Robert Slavin, PhD
O: (410) 616-2310Email
Robert Slavin is currently Director of the Center for Research and Reform in Education at Johns Hopkins University and is a co-founder of the Success for All Foundation. He received his B.A. in Psychology from Reed College in 1972, and his Ph.D. in Social Relations in 1975 from Johns Hopkins University. Dr. Slavin has authored or co-authored more than 300 articles and book chapters on such topics as cooperative learning, comprehensive school reform, ability grouping, school and classroom organization, desegregation, school-based vision care, research review, and evidence-based reform. Dr. Slavin is the author or co-author of 24 books, including Educational Psychology: Theory into Practice (Allyn & Bacon, 1986, 1988, 1991, 1994, 1997, 2000, 2003, 2006, 2009, 2014, 2018), Cooperative Learning: Theory, Research, and Practice (Allyn & Bacon, 1990, 1995), Show Me the Evidence: Proven and Promising Programs for America’s Schools (Corwin, 1998), Effective Programs for Latino Students (Erlbaum, 2000), Educational Research in the Age of Accountability (Allyn & Bacon, 2007), and Two Million Children: Success for All (Corwin, 2009). He received the American Educational Research Association’s Raymond B. Cattell Early Career Award for Programmatic Research in 1986, the Palmer O. Johnson award for the best article in an AERA journal in 1988, the Charles A. Dana award in 1994, the James Bryant Conant Award from the Education Commission of the States in 1998, the Outstanding Leadership in Education Award from the Horace Mann League in 1999, the Distinguished Services Award from the Council of Chief State School Officers in 2000, the AERA Review of Research Award in 2009, the Palmer O. Johnson Award for the best article in an AERA journal in 2008, and was appointed as a Member of the National Academy of Education in 2009 and an AERA Fellow in 2010. In 2017 he was awarded the E. L. Thorndike Career Achievement Award by the American Psychological Association, and in 2019 he was awarded the AERA Distinguished Contributions to Research in Education Award.

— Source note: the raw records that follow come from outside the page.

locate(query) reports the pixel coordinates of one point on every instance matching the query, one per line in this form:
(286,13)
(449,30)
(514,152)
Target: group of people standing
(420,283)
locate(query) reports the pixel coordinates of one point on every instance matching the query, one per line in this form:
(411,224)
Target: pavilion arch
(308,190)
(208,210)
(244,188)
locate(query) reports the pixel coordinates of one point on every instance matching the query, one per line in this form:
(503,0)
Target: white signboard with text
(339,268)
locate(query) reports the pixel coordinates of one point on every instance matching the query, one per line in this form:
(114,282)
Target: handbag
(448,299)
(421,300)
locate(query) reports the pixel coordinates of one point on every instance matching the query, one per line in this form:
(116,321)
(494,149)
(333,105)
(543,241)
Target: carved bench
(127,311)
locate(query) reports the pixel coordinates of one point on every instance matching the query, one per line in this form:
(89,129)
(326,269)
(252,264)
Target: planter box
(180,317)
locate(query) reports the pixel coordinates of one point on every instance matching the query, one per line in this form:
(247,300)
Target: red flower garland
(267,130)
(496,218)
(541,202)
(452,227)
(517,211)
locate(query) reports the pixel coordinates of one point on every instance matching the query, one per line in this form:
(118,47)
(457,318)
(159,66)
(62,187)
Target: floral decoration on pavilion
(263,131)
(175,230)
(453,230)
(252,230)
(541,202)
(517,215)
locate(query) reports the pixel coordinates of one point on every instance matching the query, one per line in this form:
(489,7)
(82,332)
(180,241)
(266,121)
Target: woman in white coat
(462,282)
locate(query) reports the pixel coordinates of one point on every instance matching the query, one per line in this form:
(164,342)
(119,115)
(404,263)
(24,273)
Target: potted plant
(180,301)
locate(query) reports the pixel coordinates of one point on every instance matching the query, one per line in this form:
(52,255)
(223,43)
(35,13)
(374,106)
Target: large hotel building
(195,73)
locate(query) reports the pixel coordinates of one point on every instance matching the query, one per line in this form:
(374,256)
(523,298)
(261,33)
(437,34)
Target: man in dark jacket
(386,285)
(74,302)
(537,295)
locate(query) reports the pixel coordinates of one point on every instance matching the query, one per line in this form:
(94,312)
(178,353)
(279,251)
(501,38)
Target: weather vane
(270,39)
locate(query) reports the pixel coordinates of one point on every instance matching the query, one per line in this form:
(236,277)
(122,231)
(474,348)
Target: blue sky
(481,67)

Ph.D. Johns Hopkins University, 1975, Department of Social Relations
BA Reed College, 1972, Psychology
2004 – present Director, Center for Research and Reform in Education, Johns Hopkins University, Baltimore, MD
2010 – 2016 Professor, Institute for Effective Education, University of York, York, England
2007 – 2010 Director, Institute for Effective Education, University of York, York, England
1997 – present Chairman, Board of Directors, Success for All Foundation, Baltimore, MD
1994 – 2004 Principal Research Scientist and Co-Director, Center for Research on the Education of Students Placed at Risk, Johns Hopkins University
1989 – 1994 Principal Research Scientist and Co-Director, Early and Elementary Program, Center for Research on Effective Schooling for Disadvantaged Students, Johns Hopkins University
1985 – 1990 Director, Elementary School Program, Center for Research on Elementary and Middle Schools, Johns Hopkins University
1978 – 1985 Research Scientist, Center for Social Organization of Schools, Johns Hopkins University
1975 – 1978 Associate Research Scientist, Center for Social Organization of Schools, Johns Hopkins University.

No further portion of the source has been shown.